After more than 20 years in detention, Ana Montes, one of the most well-known Cold War spies apprehended by the US, has been freed from prison.

Ana Montes, now 65, worked as an analyst for the Defence Intelligence Agency for over two decades while spying for Cuba.

Officials said that she had essentially fully disclosed US spy operations on the island after her detention in 2001.

She was among “the most damaging spies” the US managed to capture, according to one official.

George W. Bush administration’s counterintelligence chief Michelle Van Cleave testified before Congress in 2012 that Montes had “compromised everything – nearly everything we knew about Cuba and how we conducted business there.”

Following her arrest, Montes was charged with providing the names of four US spies and tonnes of top-secret information. 

She received a 25-year prison sentence when the sentencing court declared that she had endangered the “nation as a whole.”

However, Montes was driven by philosophy rather than selfish ambition, in contrast to other well-known spies discovered during the Cold War. 

Due in part to her hostility to the Reagan Administration’s initiatives in Latin America, she decided to work with Cuban intelligence.

She is thought to have been particularly enraged by US assistance for the Nicaragua Contras, a right-wing rebel group suspected of perpetrating war crimes and other atrocities in the nation, according to a report from the inspector general of the defence department.

In 1984, she expressed concern over US operations in Nicaragua and a fellow student at Johns Hopkins University approached her. 

After being introduced to a Cuban intelligence agent, she “unhesitatingly volunteered” to collaborate with the Cubans to “assist” Nicaragua at a dinner in New York City, according to the inspector general’s investigation.
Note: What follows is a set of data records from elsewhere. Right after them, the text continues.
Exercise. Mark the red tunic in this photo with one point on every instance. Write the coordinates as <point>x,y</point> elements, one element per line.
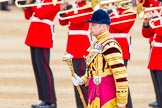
<point>155,59</point>
<point>121,30</point>
<point>150,3</point>
<point>78,41</point>
<point>40,33</point>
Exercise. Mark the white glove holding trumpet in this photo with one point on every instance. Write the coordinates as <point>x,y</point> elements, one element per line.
<point>76,80</point>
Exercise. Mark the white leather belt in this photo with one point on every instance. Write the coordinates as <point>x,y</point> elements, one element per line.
<point>119,35</point>
<point>46,21</point>
<point>79,32</point>
<point>157,44</point>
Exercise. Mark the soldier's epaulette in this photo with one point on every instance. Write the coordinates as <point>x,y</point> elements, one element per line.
<point>109,44</point>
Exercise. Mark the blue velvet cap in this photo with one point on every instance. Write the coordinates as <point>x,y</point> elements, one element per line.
<point>100,16</point>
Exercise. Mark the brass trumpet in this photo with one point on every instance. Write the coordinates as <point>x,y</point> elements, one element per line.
<point>94,4</point>
<point>68,59</point>
<point>54,2</point>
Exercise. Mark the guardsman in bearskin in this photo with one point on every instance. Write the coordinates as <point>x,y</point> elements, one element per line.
<point>145,4</point>
<point>40,39</point>
<point>155,57</point>
<point>120,32</point>
<point>106,75</point>
<point>78,41</point>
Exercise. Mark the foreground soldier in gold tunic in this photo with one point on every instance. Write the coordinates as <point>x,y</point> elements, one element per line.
<point>106,75</point>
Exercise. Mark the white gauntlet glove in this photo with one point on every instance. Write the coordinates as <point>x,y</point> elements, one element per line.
<point>77,80</point>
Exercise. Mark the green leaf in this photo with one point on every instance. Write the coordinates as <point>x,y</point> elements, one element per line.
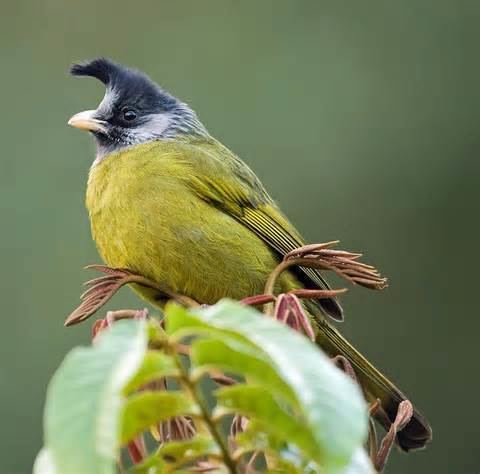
<point>181,452</point>
<point>259,404</point>
<point>145,409</point>
<point>156,365</point>
<point>233,355</point>
<point>84,402</point>
<point>44,463</point>
<point>331,404</point>
<point>176,454</point>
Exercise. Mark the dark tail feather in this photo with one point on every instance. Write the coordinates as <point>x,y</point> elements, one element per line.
<point>376,386</point>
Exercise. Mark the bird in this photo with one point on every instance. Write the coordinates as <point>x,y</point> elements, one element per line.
<point>168,201</point>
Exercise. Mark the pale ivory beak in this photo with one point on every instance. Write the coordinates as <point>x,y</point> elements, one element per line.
<point>86,121</point>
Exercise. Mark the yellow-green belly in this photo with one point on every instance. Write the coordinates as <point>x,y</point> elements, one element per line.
<point>147,219</point>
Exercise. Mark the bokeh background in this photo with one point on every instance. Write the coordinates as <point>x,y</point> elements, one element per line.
<point>361,118</point>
The next year, she went to Havana for training before joining the Defense Intelligence Agency, where she eventually rose to the position of senior analyst for the group’s study of the communist regime on the island.

She communicated with her Cuban handlers through pagers and met with them every few weeks at restaurants in Washington, DC, for nearly two decades.

After US intelligence officials received a report that a federal employee appeared to be spying for Cuba, they finally captured her in September 2001. 

She was apprehended by an FBI agent, who noted that she had a stoic demeanour.

After being released, Montes will be under observation for five years, and her internet usage will be tracked. 

She won’t be permitted to contact foreign agents or work for the government without authorisation.

Pete Lapp, one of the FBI agents involved in the arrest of Montes, however, told CBS News that he didn’t believe she would make another attempt to get in touch with Cuban spies.